Development and Psychopathology | 2016
Irwin N. Sandler; Jenn Yun Tein; Heining Cham; Sharlene A. Wolchik; Tim S. Ayers
This study reports on the findings from a 6-year follow-up of a randomized trial of the Family Bereavement Program (FBP) on the outcomes for spousally bereaved parents. Spousally bereaved parents (N = 131) participated in the trial in which they were randomly assigned to receive the FBP (N = 72) or literature control (N = 59). Parents were assessed at four time points: pretest, posttest, and 11-month and 6-year follow-up. They reported on mental health problems, grief, and parenting at all four time periods. At the 6-year follow-up, parents reported on additional measures of persistent complex bereavement disorder, alcohol abuse problems, and coping efficacy. Bereaved parents in the FBP as compared to those in the literature control had lower levels of symptoms of depression, general psychiatric distress, prolonged grief, and alcohol problems, and higher coping efficacy (for mothers) at the 6-year follow-up. Multiple characteristics of the parent (e.g., gender, age, and baseline mental health problems) and of the spousal death (e.g., cause of death) were tested as moderators of program effects on each outcome, but only 3 of 45 tests of moderation were significant. Latent growth modeling found that the effects of the FBP on depression, psychiatric distress, and grief occurred immediately following program participation and were maintained over 6 years. Mediation analysis found that improvement in positive parenting partially mediated program effects to reduce depression and psychiatric distress, but had an indirect effect to higher levels of grief at the 6-year follow-up.
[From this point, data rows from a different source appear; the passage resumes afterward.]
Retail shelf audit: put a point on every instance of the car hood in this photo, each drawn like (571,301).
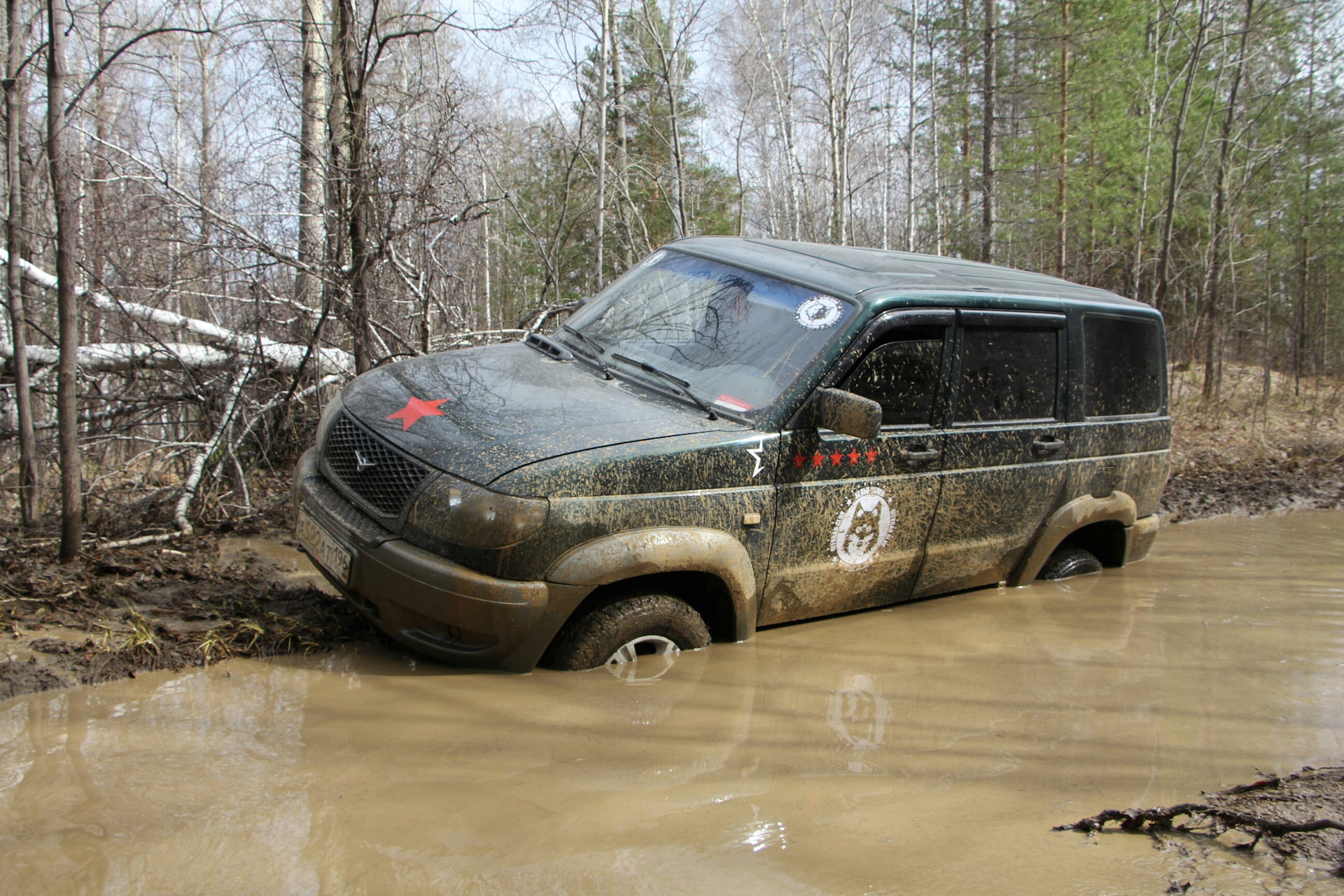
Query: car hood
(500,407)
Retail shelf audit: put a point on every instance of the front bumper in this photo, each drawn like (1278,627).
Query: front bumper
(426,602)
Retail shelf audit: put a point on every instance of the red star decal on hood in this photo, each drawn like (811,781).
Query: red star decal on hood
(417,409)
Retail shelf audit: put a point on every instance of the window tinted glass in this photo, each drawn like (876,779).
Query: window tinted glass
(1121,365)
(902,377)
(1007,374)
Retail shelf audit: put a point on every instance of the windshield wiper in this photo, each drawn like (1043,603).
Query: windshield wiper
(682,384)
(597,347)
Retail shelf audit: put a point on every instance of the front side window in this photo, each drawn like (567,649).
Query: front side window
(1007,374)
(736,337)
(902,377)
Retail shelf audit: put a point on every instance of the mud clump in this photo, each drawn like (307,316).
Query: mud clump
(121,612)
(1298,817)
(1253,489)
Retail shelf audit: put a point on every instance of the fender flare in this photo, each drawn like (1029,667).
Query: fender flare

Mediation analysis also found that improved parenting at the 6-year follow-up was partially mediated by program effects to reduce depression and that program effects to increase coping efficacy at the 6-year follow-up was partially mediated through reduced depression and grief and improved parenting. FBP reduced mental health problems, prolonged grief, and alcohol abuse, and increased coping efficacy of spousally bereaved parents 6 years later. Mediation pathways for program effects differed across outcomes at the 6-year follow-up.